Contract talks for 4,000 union-represented private guards in the Bay Area and 14 security companies began this week, with their contract set to expire Saturday.
The workers, who are represented by SEIU Local 24/7, are seeking improvements in health care benefits. They say employers have reduced coverage.
The employers enter into contracts with building owners and managers for guard services. Major employers include ABM, Securitas and AlliedBarton.
"The union has given the companies its proposal and the companies are reviewing it. The companies and the union have ... agreed to continue negotiations in July," employers said in a statement.
The expiring contract covering security guards in San Francisco, Alameda and Contra Costa counties took effect in July 2003. It covers workers in commercial office buildings as well as at ports, hospitals and banks.
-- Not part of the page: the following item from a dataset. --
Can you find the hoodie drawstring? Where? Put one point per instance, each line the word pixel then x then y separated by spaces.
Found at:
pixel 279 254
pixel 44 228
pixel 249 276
It set hourly wages at $11.30 in San Francisco and $9.55 in the East Bay. SEIU negotiators are seeking a wage boost, said spokeswoman Gina Bowers. "With the average annual salary for a guard $25,000, that is not enough to raise a family and live above the poverty line in San Francisco,'' she said.
San Francisco Board of Supervisors President Aaron Peskin sponsored a resolution, approved by the board June 21, naming Thursday as Security Officer Appreciation Day in San Francisco. Peskin urged employers to increase guard wages and benefits to match those of other commercial real estate service workers, including janitors, window washers, parking attendants and operating engineers.
On Wednesday, the day contract negotiations began, SEIU members approved a set of goals for bargaining in the Bay Area and in other cities around the country where security guard contracts are up for renewal. They include wage increases, a retirement plan, health care improvements, improved training, paid time off, and leave for emergencies, civic duties and other purposes.